Situated on the Morgan railroad, about six miles above Opelousas, Washington was incorporated in 1830 and had a population of about 1000 people. The town was recognized as a prosperous community which grew to include factories, warehouses, several fine stores and a large cotton and rice shipping business.
Still flourishing into the early 19th century, Washington also had a local newspaper, both a Catholic and a public school and several churches.
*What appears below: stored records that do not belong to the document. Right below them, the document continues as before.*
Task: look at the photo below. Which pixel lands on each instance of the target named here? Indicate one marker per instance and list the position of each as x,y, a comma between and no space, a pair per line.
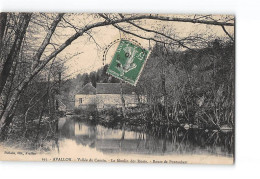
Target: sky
89,54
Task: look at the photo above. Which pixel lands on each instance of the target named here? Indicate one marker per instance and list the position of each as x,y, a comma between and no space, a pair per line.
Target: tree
40,59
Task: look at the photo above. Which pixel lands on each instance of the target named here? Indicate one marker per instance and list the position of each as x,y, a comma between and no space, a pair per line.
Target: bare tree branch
223,27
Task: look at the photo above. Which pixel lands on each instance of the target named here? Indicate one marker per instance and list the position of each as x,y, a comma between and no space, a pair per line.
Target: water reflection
150,140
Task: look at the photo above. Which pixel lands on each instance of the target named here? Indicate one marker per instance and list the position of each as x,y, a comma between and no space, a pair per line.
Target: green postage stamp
128,62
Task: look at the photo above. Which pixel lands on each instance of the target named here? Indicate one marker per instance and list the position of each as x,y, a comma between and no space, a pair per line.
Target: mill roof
114,88
87,89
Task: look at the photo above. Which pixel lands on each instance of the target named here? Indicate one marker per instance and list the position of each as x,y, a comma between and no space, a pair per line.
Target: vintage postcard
112,87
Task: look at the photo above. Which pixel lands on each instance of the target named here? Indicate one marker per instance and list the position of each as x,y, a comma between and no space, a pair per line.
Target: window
80,100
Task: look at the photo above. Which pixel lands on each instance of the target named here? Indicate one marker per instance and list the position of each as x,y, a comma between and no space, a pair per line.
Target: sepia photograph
117,87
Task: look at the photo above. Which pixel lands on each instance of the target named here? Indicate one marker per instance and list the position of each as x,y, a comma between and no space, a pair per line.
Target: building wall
85,99
114,100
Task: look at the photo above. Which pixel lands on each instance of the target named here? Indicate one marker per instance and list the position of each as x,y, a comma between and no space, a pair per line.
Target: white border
247,162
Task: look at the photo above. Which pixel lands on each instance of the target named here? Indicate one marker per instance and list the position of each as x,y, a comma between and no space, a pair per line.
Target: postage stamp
128,62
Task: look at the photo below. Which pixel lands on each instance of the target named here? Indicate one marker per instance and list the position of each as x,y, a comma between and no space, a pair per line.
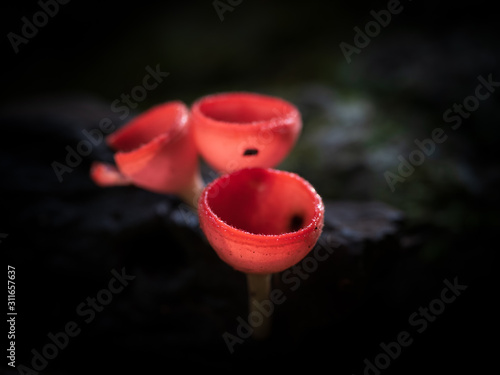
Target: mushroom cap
239,130
156,150
261,220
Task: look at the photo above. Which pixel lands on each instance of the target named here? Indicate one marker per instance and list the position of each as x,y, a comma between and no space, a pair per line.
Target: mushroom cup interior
162,119
264,201
244,108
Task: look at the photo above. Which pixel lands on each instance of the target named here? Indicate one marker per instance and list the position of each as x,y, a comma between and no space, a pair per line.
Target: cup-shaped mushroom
154,151
239,130
260,220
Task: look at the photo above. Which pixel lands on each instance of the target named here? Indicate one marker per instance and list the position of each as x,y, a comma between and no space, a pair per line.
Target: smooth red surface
251,217
105,174
156,150
228,124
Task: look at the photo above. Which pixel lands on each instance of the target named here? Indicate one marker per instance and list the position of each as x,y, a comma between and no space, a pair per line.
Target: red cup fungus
154,151
261,221
239,130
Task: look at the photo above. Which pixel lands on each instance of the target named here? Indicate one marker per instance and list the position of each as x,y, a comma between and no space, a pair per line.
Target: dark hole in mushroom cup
250,152
296,222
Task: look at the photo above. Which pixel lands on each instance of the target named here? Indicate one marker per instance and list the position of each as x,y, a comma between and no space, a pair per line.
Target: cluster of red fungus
259,220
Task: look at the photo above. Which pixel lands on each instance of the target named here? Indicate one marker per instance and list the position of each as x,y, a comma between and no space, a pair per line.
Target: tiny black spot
250,151
296,223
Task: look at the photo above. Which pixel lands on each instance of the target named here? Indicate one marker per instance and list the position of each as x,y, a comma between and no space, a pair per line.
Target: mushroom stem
191,194
259,288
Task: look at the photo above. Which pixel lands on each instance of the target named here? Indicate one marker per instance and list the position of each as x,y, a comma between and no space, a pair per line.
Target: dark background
65,238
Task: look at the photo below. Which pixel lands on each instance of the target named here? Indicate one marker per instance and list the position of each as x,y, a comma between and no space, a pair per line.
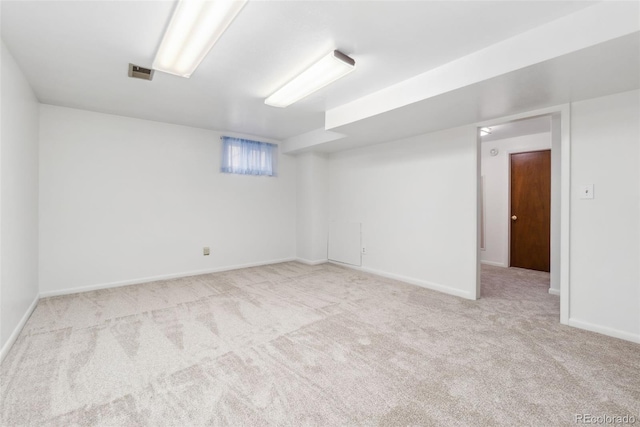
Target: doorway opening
524,144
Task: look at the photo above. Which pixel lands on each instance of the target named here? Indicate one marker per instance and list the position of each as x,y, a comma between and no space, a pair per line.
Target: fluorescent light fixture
329,69
195,27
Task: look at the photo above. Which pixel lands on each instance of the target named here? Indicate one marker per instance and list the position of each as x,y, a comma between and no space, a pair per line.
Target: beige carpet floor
296,345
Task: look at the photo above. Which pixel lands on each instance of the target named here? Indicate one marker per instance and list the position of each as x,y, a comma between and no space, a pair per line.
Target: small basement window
248,157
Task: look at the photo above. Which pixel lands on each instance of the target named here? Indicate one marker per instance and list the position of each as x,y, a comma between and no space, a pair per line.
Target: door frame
563,112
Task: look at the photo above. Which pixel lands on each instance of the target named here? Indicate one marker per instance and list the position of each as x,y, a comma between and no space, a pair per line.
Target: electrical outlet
586,191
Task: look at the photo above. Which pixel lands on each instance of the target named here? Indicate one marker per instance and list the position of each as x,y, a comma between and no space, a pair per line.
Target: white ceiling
76,54
540,124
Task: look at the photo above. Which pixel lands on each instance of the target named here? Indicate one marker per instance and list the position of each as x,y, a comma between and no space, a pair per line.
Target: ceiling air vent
138,72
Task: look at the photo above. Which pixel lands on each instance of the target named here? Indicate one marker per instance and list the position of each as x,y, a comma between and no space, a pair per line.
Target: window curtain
248,157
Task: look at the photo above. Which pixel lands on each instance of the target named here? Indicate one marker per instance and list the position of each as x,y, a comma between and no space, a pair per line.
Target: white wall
18,200
556,203
126,200
495,170
312,213
417,202
605,231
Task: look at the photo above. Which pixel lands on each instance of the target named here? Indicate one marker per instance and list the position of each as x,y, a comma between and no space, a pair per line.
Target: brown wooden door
531,210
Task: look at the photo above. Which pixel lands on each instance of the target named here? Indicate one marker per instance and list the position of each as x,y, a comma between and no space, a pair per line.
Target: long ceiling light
195,27
329,69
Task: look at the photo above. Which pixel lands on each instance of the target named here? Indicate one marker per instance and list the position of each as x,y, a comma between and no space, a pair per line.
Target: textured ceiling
76,53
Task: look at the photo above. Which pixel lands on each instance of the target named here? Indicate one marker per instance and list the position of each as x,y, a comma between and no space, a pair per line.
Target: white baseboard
309,262
14,335
495,264
139,280
412,281
604,330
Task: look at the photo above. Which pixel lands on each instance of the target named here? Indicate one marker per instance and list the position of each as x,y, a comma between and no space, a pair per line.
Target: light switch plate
586,191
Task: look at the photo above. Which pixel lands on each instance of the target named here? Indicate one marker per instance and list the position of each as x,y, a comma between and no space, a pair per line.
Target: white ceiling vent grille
138,72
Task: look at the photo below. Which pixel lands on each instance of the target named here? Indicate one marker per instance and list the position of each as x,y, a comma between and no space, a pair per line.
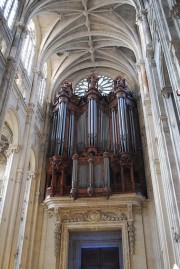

One of the earliest residents, Antoine Lemel, was reported to be "a rich negro who owned a large tract of land and a great number of slaves."
The town was settled by former enslaved Africans who were granted the land through a "fee-simple title acquired by squatters rights." In this manner, anyone who agreed to improve the property while residing for a specified number of years could attain ownership.
After the Civil War, these individuals mostly from nearby farms, settled on the land and began growing crops and raising cattle. Originally known as Shoats Prairie, Mossville has a current population of 8,000 inhabitants.
The area remained rural until the early 1900s, when the Locke-Moore Company built a sawmill. Lumbering became the major industry and was later joined by sugar refinement.
The greatest period of growth occurred in the 1940s and 1950s, when petrochemical and industrial plants moved into the area. Today, these plants remain the primary source of employment for Mossville residents.
Established in the 1850s and located in an area of rolling clay hills in southwest Winn Parrish, the town was originally a shipping and supply depot for inhabitants of the Red River Valley. In 1900 the town had a population of 416 people and included many prosperous businesses; a telegraph station, several cotton gins, sugar refineries and mercantile establishments.